Linking the association between circRNAs and Alzheimer’s disease progression by multi-tissue circular RNA characterization

Alzheimer’s disease (AD) has devastating consequences for patients during its slow, progressive course. It is important to understand the pathology of AD onset. Recently, circular RNAs (circRNAs) have been found to participate in many human diseases including cancers and neurodegenerative conditions. In this study, we mined the published dataset on the AMP-AD Knowledge Portal from the Mount Sinai Brain Bank (MSBB) to describe the circRNA profiles at different AD stages in brain samples from four brain regions: anterior prefrontal cortex, superior temporal lobe, parahippocampal gyrus and inferior frontal gyrus. In total, we found 147 circRNAs to be differentially expressed (DE) for different AD severity levels in the four regions. We also characterized the mRNA-circRNA co-expression network and annotated the potential function of circRNAs based on the co-expressed modules. Based on our results, we found that the most circRNA-regulated region in AD patients with severe symptoms was the parahippocampal gyrus. The strongest negatively AD severity-correlated module in the parahippocampal gyrus was enriched in cognitive disability and pathological-associated pathways such as synapse organization and regulation of membrane potential. Finally, a regression model based on the expression pattern of DE circRNAs in the module could help to distinguish the disease severity of patients, further supporting a role for circRNAs in AD pathology. In conclusion, our findings indicate that circRNAs in parahippocampal gyrus are possible biomarkers and regulators of AD as well as potential therapeutic targets.
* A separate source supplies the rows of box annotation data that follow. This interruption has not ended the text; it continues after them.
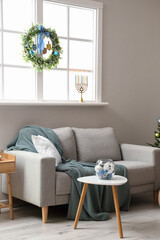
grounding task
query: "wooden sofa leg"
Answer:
[153,191,159,205]
[42,207,48,223]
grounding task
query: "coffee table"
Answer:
[74,175,128,238]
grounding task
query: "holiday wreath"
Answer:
[22,24,62,71]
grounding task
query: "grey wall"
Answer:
[0,0,160,199]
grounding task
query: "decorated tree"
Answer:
[148,118,160,148]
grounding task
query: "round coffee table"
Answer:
[74,175,128,238]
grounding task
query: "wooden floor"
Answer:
[0,194,160,240]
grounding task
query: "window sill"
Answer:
[0,101,109,107]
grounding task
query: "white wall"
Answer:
[0,0,160,199]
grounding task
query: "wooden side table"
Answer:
[0,152,16,220]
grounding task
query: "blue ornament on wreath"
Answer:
[33,43,37,51]
[21,24,63,71]
[54,51,59,56]
[30,50,34,56]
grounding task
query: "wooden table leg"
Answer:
[112,186,123,238]
[7,173,14,220]
[74,183,88,229]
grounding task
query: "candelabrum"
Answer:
[75,75,88,102]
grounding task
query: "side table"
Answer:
[74,175,128,238]
[0,152,16,220]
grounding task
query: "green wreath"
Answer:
[21,24,62,71]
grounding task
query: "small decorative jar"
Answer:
[95,159,115,180]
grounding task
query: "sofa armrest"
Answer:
[121,143,160,190]
[2,151,56,207]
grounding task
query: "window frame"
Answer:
[0,0,104,105]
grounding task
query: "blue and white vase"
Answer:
[95,159,115,180]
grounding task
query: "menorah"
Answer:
[75,75,88,102]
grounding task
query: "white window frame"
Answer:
[1,0,105,106]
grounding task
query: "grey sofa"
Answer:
[2,127,160,223]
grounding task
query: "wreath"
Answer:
[21,24,62,71]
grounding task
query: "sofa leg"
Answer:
[153,191,159,205]
[42,207,48,223]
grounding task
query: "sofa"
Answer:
[2,127,160,223]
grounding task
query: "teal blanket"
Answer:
[7,125,130,221]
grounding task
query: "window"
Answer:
[0,0,102,102]
[0,0,36,101]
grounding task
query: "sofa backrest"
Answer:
[53,127,77,160]
[72,127,121,162]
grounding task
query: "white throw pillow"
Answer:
[31,135,62,166]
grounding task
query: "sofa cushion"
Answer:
[116,161,155,186]
[73,127,121,162]
[53,127,77,160]
[56,172,72,195]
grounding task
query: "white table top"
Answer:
[77,175,128,186]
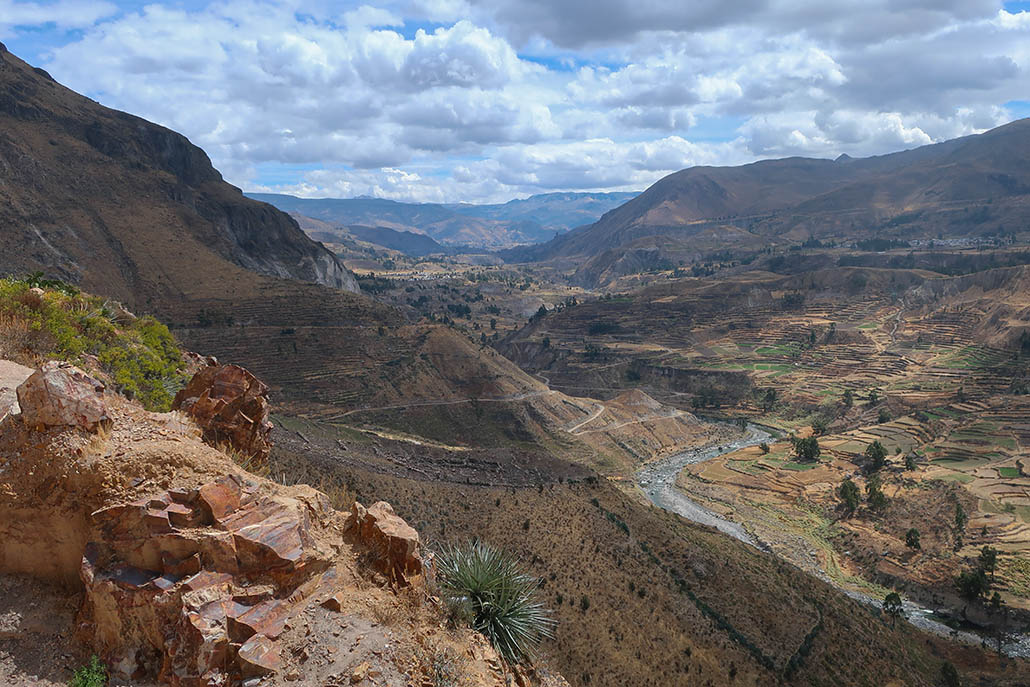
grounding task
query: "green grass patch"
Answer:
[780,460,819,472]
[937,473,975,484]
[0,279,186,411]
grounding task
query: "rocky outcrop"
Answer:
[18,360,110,431]
[79,475,342,687]
[0,360,35,422]
[0,366,563,687]
[346,501,422,587]
[172,365,272,461]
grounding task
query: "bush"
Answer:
[68,655,107,687]
[437,542,555,664]
[0,275,186,410]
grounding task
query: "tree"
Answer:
[865,439,887,473]
[865,475,887,511]
[837,477,860,515]
[977,546,998,582]
[955,568,991,602]
[940,661,962,687]
[955,503,969,534]
[794,437,822,462]
[884,591,904,627]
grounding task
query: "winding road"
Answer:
[637,424,1030,658]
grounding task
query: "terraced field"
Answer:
[502,269,1030,609]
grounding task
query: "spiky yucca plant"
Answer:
[437,541,557,664]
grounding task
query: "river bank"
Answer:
[636,423,1030,658]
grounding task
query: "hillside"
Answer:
[247,193,634,249]
[0,46,356,305]
[512,119,1030,284]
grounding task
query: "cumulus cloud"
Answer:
[0,0,1030,201]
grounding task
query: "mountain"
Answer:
[333,225,438,257]
[0,39,357,304]
[503,119,1030,284]
[247,193,636,248]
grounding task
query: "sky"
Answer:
[0,0,1030,202]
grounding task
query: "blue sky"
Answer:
[0,0,1030,202]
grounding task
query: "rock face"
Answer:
[172,365,272,461]
[18,360,110,431]
[346,501,422,587]
[79,475,342,687]
[0,360,35,422]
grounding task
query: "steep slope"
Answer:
[515,119,1030,284]
[0,46,356,304]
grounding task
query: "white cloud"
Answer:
[0,0,1030,201]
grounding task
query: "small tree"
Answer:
[865,475,887,511]
[955,568,991,602]
[837,477,860,515]
[865,439,887,473]
[884,591,904,627]
[977,546,998,582]
[955,503,969,535]
[940,661,962,687]
[437,542,555,664]
[794,437,822,462]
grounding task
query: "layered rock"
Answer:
[346,501,422,587]
[172,365,272,461]
[79,475,342,687]
[18,360,110,431]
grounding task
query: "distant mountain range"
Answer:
[0,44,357,306]
[246,193,637,249]
[502,118,1030,285]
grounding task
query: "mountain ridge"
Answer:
[245,192,636,249]
[0,40,357,303]
[501,118,1030,285]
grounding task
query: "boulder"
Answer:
[346,501,422,587]
[18,360,110,431]
[0,360,35,422]
[172,365,272,461]
[79,475,337,687]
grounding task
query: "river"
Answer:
[637,424,1030,658]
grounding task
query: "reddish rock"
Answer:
[236,634,282,678]
[80,476,337,686]
[347,501,422,586]
[172,365,272,460]
[18,360,110,431]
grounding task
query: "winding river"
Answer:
[637,424,1030,658]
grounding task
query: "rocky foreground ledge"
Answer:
[0,363,565,687]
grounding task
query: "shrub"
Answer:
[68,655,107,687]
[437,541,555,664]
[0,275,185,410]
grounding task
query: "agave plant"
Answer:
[437,541,557,664]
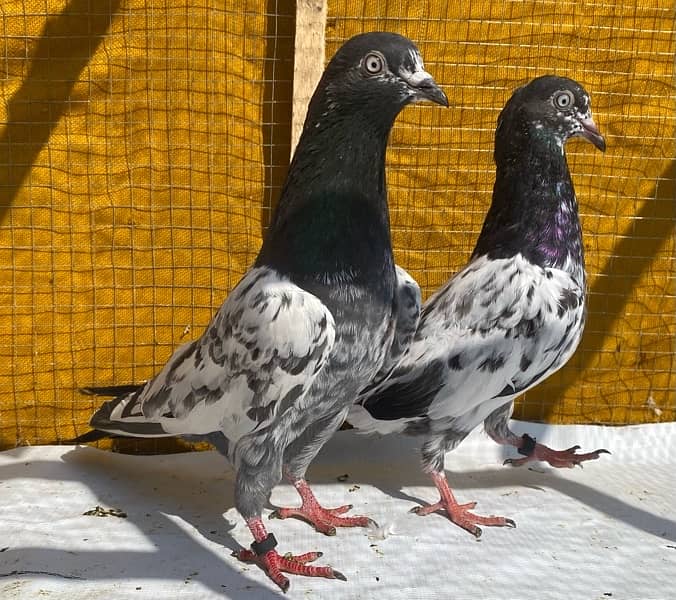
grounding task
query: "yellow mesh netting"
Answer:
[0,0,676,447]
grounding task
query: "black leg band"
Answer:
[251,533,277,556]
[519,433,535,456]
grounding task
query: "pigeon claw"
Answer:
[410,500,516,539]
[502,438,610,469]
[232,549,347,592]
[270,502,378,536]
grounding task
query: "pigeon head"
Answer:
[306,32,448,128]
[257,32,448,292]
[496,75,606,152]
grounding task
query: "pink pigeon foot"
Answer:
[270,479,377,535]
[411,472,516,538]
[232,518,347,592]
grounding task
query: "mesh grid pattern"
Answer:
[0,0,676,447]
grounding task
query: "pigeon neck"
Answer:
[257,114,394,296]
[474,130,584,272]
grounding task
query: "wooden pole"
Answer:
[291,0,328,156]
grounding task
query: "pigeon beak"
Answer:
[401,71,448,107]
[579,115,606,152]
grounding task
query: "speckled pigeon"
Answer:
[74,32,448,590]
[348,76,606,537]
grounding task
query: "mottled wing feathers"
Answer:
[91,268,335,442]
[349,255,584,432]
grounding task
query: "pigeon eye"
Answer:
[553,90,575,108]
[362,52,385,75]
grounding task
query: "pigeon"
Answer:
[347,75,607,537]
[78,32,448,591]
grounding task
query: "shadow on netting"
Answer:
[0,0,121,223]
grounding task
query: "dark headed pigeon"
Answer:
[74,33,448,590]
[348,76,606,537]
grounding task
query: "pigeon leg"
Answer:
[270,474,377,535]
[484,402,610,469]
[411,471,516,538]
[497,433,610,469]
[232,517,347,592]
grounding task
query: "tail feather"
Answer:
[79,383,145,398]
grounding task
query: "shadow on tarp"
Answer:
[308,425,676,542]
[0,447,284,599]
[0,0,121,224]
[0,430,676,598]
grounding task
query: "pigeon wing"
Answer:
[91,267,335,443]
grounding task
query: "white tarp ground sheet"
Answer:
[0,422,676,600]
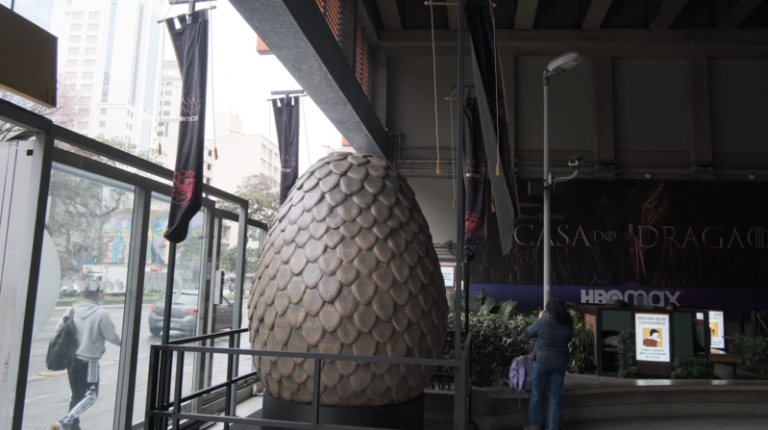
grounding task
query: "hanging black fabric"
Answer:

阿尔茨海默病（Alzheimer’s disease, AD）病程缓慢且呈进行性发展，会为患者带来毁灭性的不良影响。阐明阿尔茨海默病的发病病理机制具有重要意义。近年来，环状RNA（circular RNAs, circRNAs）已被发现参与包括恶性肿瘤、神经退行性疾病在内的多种人类疾病的发生发展。本研究从西奈山脑库（Mount Sinai Brain Bank, MSBB）的AMP-AD知识门户（AMP-AD Knowledge Portal）中调取已公开数据集，对四个脑区——前额前皮层、颞上叶、海马旁回及额下回——的脑样本中不同阿尔茨海默病病程阶段的环状RNA表达谱进行分析。本研究共在上述四个脑区中鉴定出147个随阿尔茨海默病严重程度呈差异表达（differentially expressed, DE）的环状RNA。此外，本研究构建了mRNA-环状RNA共表达网络，并基于共表达模块对环状RNA的潜在功能进行了注释。研究结果显示，在出现严重症状的阿尔茨海默病患者中，受环状RNA调控最为显著的脑区为海马旁回；该脑区内与阿尔茨海默病严重程度呈最强负相关的共表达模块，富集于认知功能障碍、突触组织及膜电位调控等与疾病病理相关的通路中。基于该模块内差异表达环状RNA的表达模式构建的回归模型，可有效区分患者的疾病严重程度，进一步佐证了环状RNA在阿尔茨海默病病理过程中的作用。综上，本研究结果表明，海马旁回中的环状RNA有望成为阿尔茨海默病的生物标志物、调控因子及潜在治疗靶点。